SBJ/December 5-11, 2011/Marketing and Sponsorship

With half of expiring sponsor deals renewed, NASCAR guns for more with expanded sales team

NASCAR renewed six of 12 existing sponsors in 2011, but the departure of three partners means total sponsorship revenue will be flat to slightly down in early 2012.

The sanctioning body renewed half of the sponsorship deals that were due to end this year, signing Bank of America, Goodyear, UPS, Kraft, Sirius and Mars. It is still in discussions with Visa, Exide Batteries, the official auto batteries, and Drive4COPD, the official health initiative.

Some of NASCAR’s sponsors, such as Bank of America, which first signed on as an official partner in 2006, negotiated to pay less because NASCAR attendance and ratings have declined from the levels they were when they last negotiated their sponsorship.

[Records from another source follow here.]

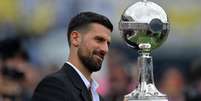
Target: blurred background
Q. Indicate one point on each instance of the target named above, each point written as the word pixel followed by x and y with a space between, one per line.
pixel 33 44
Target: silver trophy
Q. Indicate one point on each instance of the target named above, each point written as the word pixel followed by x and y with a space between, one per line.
pixel 144 27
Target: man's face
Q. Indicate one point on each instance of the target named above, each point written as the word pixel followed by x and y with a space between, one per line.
pixel 94 46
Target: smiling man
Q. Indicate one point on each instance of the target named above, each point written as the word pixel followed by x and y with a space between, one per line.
pixel 89 38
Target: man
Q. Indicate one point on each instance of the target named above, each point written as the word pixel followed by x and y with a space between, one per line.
pixel 89 39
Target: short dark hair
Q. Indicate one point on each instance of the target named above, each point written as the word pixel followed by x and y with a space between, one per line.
pixel 83 19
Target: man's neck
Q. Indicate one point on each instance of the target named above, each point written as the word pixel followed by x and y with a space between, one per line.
pixel 77 63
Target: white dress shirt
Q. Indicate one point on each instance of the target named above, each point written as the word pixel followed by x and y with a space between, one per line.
pixel 94 84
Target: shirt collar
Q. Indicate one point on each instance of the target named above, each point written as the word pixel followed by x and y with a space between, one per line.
pixel 94 83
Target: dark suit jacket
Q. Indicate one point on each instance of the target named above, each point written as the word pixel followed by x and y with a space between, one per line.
pixel 64 85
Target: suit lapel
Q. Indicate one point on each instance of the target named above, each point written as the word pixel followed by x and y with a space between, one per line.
pixel 76 80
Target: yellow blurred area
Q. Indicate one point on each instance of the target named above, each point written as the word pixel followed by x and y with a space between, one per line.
pixel 8 11
pixel 43 17
pixel 185 18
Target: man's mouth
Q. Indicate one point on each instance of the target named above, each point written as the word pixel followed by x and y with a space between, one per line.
pixel 100 57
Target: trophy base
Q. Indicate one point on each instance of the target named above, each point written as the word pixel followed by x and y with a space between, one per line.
pixel 147 99
pixel 146 93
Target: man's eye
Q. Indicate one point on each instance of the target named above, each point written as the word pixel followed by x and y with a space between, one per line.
pixel 99 39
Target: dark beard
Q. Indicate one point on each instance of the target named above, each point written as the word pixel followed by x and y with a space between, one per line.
pixel 89 61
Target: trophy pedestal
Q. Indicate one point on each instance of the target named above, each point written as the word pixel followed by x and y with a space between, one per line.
pixel 146 90
pixel 150 93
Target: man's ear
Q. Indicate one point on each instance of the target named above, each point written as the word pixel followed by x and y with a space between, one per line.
pixel 75 38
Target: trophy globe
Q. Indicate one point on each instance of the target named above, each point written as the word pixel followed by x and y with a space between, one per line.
pixel 144 26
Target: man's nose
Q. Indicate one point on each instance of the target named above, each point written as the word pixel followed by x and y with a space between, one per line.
pixel 104 48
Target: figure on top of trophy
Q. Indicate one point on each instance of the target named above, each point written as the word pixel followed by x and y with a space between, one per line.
pixel 144 26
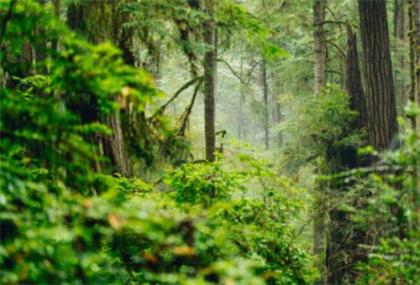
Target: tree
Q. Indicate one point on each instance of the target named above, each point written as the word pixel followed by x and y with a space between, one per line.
pixel 86 18
pixel 320 51
pixel 379 82
pixel 400 37
pixel 209 82
pixel 343 237
pixel 414 39
pixel 320 48
pixel 266 116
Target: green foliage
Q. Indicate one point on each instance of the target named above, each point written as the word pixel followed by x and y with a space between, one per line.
pixel 201 183
pixel 322 124
pixel 63 221
pixel 392 213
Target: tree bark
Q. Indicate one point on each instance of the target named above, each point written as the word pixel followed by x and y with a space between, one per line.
pixel 277 115
pixel 86 18
pixel 380 95
pixel 400 37
pixel 320 51
pixel 414 34
pixel 266 111
pixel 209 82
pixel 343 238
pixel 320 48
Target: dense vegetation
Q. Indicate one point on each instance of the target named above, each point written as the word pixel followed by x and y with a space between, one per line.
pixel 209 142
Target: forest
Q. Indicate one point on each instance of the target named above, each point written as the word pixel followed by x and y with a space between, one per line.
pixel 210 142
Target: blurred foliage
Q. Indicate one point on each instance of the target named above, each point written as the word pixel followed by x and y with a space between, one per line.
pixel 63 221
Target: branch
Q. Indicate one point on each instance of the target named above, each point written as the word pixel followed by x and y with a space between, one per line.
pixel 334 22
pixel 232 70
pixel 177 93
pixel 337 48
pixel 5 20
pixel 335 72
pixel 187 112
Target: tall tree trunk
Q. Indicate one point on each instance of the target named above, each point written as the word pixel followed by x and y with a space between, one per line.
pixel 241 100
pixel 414 35
pixel 266 110
pixel 320 51
pixel 277 115
pixel 209 82
pixel 342 242
pixel 320 48
pixel 400 37
pixel 379 82
pixel 86 18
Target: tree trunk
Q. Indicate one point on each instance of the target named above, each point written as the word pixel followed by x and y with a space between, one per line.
pixel 320 48
pixel 266 111
pixel 414 34
pixel 277 115
pixel 320 51
pixel 400 38
pixel 343 237
pixel 209 82
pixel 86 18
pixel 380 97
pixel 241 101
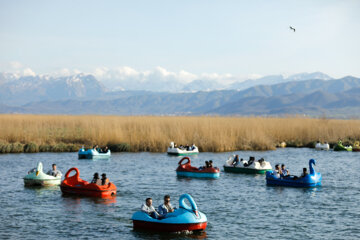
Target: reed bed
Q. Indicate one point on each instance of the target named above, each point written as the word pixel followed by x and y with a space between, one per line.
pixel 33 133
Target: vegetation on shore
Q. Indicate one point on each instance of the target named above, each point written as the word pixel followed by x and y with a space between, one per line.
pixel 54 133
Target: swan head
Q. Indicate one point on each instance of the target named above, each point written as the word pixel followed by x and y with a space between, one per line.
pixel 312 161
pixel 38 168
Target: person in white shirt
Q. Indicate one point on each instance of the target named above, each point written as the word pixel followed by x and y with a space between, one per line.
pixel 148 208
pixel 166 207
pixel 277 172
pixel 54 172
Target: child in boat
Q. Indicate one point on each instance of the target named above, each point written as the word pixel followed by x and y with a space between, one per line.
pixel 166 207
pixel 96 179
pixel 305 173
pixel 277 172
pixel 210 164
pixel 235 161
pixel 284 171
pixel 148 208
pixel 54 172
pixel 104 179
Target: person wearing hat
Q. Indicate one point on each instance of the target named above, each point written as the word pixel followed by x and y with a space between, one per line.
pixel 166 207
pixel 96 178
pixel 104 179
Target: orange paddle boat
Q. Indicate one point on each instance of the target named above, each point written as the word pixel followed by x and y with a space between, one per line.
pixel 75 185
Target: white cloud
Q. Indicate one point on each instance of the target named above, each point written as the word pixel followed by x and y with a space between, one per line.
pixel 28 72
pixel 15 65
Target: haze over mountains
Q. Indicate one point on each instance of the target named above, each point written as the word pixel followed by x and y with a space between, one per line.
pixel 312 94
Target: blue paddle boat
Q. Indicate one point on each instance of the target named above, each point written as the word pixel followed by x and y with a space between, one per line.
pixel 93 154
pixel 310 180
pixel 185 218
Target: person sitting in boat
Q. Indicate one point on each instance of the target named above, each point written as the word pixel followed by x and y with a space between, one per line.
pixel 104 179
pixel 148 208
pixel 54 172
pixel 284 172
pixel 32 170
pixel 304 173
pixel 235 161
pixel 277 172
pixel 96 179
pixel 166 207
pixel 210 164
pixel 105 149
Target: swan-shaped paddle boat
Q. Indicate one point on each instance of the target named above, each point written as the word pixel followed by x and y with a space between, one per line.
pixel 311 180
pixel 75 185
pixel 340 147
pixel 93 154
pixel 186 170
pixel 172 150
pixel 322 146
pixel 252 166
pixel 184 218
pixel 36 177
pixel 356 147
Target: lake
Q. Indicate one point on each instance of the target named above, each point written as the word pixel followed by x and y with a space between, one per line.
pixel 237 206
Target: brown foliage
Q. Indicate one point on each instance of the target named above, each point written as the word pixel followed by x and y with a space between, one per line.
pixel 153 133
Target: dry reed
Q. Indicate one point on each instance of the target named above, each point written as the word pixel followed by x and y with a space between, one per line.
pixel 153 133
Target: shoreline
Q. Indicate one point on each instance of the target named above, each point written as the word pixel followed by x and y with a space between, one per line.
pixel 59 133
pixel 124 147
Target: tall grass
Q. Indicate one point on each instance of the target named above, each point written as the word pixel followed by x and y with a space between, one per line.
pixel 153 133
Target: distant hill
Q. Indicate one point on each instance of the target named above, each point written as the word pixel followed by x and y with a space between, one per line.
pixel 336 97
pixel 21 90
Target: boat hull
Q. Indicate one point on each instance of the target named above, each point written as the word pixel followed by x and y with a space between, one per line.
pixel 198 174
pixel 182 154
pixel 292 183
pixel 92 154
pixel 245 170
pixel 168 227
pixel 42 182
pixel 342 148
pixel 87 192
pixel 74 185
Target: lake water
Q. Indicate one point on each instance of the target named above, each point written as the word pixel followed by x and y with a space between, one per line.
pixel 237 206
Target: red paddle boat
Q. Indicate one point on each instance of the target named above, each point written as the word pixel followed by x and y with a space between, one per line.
pixel 186 170
pixel 75 185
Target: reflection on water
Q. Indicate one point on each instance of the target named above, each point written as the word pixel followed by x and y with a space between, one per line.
pixel 238 206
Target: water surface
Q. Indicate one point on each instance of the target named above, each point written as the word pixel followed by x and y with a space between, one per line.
pixel 238 206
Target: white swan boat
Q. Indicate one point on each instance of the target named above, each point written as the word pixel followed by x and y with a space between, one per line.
pixel 242 166
pixel 93 154
pixel 36 177
pixel 172 150
pixel 322 146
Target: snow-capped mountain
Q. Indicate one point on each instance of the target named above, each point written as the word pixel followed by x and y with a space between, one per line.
pixel 17 90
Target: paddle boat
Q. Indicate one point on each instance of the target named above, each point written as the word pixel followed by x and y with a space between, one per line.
pixel 186 170
pixel 36 177
pixel 233 164
pixel 340 147
pixel 75 185
pixel 184 218
pixel 322 146
pixel 311 180
pixel 93 154
pixel 173 150
pixel 356 147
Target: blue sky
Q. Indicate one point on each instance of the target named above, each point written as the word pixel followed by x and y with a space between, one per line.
pixel 241 38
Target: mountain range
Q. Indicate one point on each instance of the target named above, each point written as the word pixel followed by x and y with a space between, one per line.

Craftsman, Diageo and O’Reilly’s, the official auto parts store, all declined to extend their agreements. Craftsman is a division of Sears, which reported a net loss of $421 million last month for its most recent quarter. Diageo decided to end its sponsorship of NASCAR and Roush Fenway Racing and invest in a race title sponsorship for Indianapolis Motor Speedway’s Brickyard 400.

NASCAR offset those departures with new deals with Freescale Semiconductor, a producer of embedded hardware, and McLaren, which signed on as the sport’s official engine control unit. It also secured an early renewal through 2017 with Goodyear, one of its largest partners.

“We had a strong year in terms of renewals and people who wanted to stay in the sport — big brand names, blue-chip sponsors,” said Jim O’Connell, NASCAR’s chief sales officer. “The fact that they want to stay in the sport proves what we do for their business. Did we lose some? Absolutely. Diageo repurposed its money. Craftsman has had its business troubles. But given the overall economic climate, we had some good success with our overall sponsors.”

O’Connell said he was optimistic about the prospects for adding new sponsors in 2012. In July, he hired Sean Downes to lead the sanctioning body’s sales efforts as its new managing director of business development. Downes has hired three new sales executives, nearly doubling the size of the sanctioning body’s sales team.

The sales group aggressively is pursuing sponsors in new categories such as green and technology, and traditional categories such as airlines, quick-service restaurants, spirits and electronics. O’Connell said he would like to see at least two new sponsors come into the sport in 2012, especially in the green or technology sector.

In addition to new business, NASCAR will have several significant sponsors to renew in 2012. MillerCoors, Office Depot and Gillette are all up for renewal and each presents different challenges: MillerCoors became a joint venture between SABMiller and Molson Coors in 2007 after Coors cut a six-year, $20 million deal with NASCAR; Office Depot’s business has been challenged by the recession and trying to contain costs; and Gillette recently reduced its marketing commitment to the sport by dropping its NASCAR Young Guns program.

NASCAR also is in negotiations with Sprint to renew its title sponsorship of the sport’s top series. Sprint’s chief marketer, Steve Gaffney, indicated last month that negotiations are going well, and O’Connell confirmed that.

“We’re optimistic we’ll continue working together,” O’Connell said.

O’Connell said that he’s optimistic his team will be able to renew the sponsors that are up in 2012 and add new partners.
“There’s a really good vibe right now about NASCAR — a lot of momentum and good buzz,” O’Connell said. “We have the right people in place on business development. We have really good targets and we think the environment is right and the economy is starting to turn.”